Unionists and the Alliance Party have asked for clarity after it emerged that Michael D Higgins would not be present at the event in Armagh next month.
It is understood Queen Elizabeth has also been invited to the service, which is a focal point of a programme of events in 2021 to mark 100 years since the island of Ireland was partitioned.
A spokesperson for the Irish President said he was “not in a position to attend”, but did not explain why.
Mr Donaldson told the BBC Nolan Show that he believed it was a disappointing decision.
He added: “When you look at the Irish constitution it states that the Irish President takes decisions on the advice of the Irish government and one wonders has the Irish Government advised the president not to attend this service and was that decision taken for political reasons.
“If you read the invitation, if you read the nature of this service it has been convened by the four main churches in Northern Ireland, it is about marking the centenary of Northern Ireland.
“That is a fairly neutral term and it means that people can take part in the service, whatever their political perspective and recognise the reality that Northern Ireland has existed for 100 years.
“We don’t know the reason why the President of the Republic of Ireland has decided not to attend this service.
“It begs the question has the Irish Government offered advice to the president that he should not attend this for political reasons.”
Mr Donaldson added: “We hope that President Higgins will rethink this decision because it is not conducive to the kind of respectful relationship which we want to see for the head of state of our neighbouring jurisdiction not to attend a service of this nature.
“In the absence of clarity around the reason for President Higgins not attending this service I think many may reach the conclusion that it is a decision based on politics.
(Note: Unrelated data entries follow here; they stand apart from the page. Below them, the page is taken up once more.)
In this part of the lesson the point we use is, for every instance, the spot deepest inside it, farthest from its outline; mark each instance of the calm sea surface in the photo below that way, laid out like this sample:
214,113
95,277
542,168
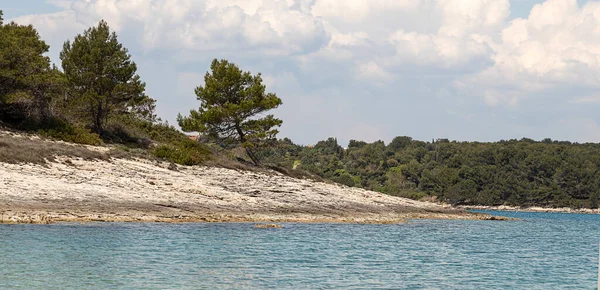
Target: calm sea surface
542,251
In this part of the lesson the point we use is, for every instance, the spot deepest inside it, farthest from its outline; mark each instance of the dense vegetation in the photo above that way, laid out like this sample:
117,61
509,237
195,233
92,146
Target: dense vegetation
98,97
513,172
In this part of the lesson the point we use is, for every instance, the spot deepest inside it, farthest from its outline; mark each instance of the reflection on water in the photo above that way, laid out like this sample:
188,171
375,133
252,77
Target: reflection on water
542,251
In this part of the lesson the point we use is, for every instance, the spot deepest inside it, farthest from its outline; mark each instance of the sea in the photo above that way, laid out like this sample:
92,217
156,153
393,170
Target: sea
539,251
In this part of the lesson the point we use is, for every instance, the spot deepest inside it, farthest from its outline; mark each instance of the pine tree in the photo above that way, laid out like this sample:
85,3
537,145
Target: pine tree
230,102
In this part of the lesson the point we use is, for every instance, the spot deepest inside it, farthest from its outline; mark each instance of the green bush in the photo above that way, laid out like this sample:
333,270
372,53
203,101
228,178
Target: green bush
62,130
186,152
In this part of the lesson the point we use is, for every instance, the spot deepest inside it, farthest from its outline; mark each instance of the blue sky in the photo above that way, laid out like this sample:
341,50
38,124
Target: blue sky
479,70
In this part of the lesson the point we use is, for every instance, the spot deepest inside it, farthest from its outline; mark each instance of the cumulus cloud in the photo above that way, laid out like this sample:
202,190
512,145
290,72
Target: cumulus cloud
440,55
556,46
273,27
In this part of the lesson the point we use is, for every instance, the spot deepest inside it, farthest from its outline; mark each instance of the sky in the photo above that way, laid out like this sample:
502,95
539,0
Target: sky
467,70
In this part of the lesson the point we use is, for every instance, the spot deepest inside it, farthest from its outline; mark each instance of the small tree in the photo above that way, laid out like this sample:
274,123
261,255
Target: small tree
27,80
102,78
230,102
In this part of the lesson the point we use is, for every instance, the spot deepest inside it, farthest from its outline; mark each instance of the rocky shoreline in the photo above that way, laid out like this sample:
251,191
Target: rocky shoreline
107,189
532,209
72,189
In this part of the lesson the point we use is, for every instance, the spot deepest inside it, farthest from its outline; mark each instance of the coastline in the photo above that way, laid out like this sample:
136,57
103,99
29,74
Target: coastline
531,209
72,189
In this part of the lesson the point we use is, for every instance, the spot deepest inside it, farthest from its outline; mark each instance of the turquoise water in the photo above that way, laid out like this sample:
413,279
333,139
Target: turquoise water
542,251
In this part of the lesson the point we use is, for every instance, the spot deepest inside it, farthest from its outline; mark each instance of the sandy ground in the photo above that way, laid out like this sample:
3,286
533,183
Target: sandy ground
141,190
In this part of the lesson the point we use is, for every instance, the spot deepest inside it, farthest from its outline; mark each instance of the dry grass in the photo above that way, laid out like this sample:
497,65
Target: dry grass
17,149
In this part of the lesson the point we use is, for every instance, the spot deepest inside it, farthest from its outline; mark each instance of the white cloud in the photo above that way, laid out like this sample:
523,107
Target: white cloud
455,54
557,46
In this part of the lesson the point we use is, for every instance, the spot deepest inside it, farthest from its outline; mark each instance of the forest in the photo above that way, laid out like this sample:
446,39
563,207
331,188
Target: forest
509,172
96,97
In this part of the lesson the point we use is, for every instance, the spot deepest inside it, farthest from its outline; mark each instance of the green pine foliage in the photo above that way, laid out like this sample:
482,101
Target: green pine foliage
102,80
230,102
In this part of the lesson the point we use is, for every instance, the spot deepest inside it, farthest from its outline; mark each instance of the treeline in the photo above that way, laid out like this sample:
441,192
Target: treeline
514,172
95,97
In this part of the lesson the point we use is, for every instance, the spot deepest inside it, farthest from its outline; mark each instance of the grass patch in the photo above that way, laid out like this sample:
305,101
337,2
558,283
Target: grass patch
184,152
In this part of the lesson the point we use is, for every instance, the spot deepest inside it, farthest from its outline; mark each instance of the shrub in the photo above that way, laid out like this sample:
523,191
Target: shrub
184,152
“When you consider the standard that Her Majesty the Queen has set when she went to Dublin in that historic visit and indeed went to Cork and other parts of the Republic of Ireland as well, she crossed many boundaries in the visit, she broke many taboos.
“I think she set a lead and a clear example of how to do reconciliation.
“I think it is a retrograde step, it takes us backwards when the President of the Republic of Ireland cannot attend a service of this nature which has been called by the churches.
“The churches are setting an example here.
“That sets the tone for this service and it is regrettable that President Higgins is unable to attend.”
A spokesperson for the Irish President said: “The President is not in a position to attend the ceremony you mention, and this has been communicated to the organisers.
“The President, through his office, has already conveyed his good wishes to Her Majesty Queen Elizabeth II.
“The President has welcomed, and continues to welcome any opportunities to meet with Her Majesty and members of her family.”
Alliance Party MP Stephen Farry said he hoped President Higgins would reconsider his position.
“This event is very much in keeping with the reconciliation efforts of successive Irish presidents and the queen over recent years, and the inclusive approach to marking the decade of centenaries,” he said.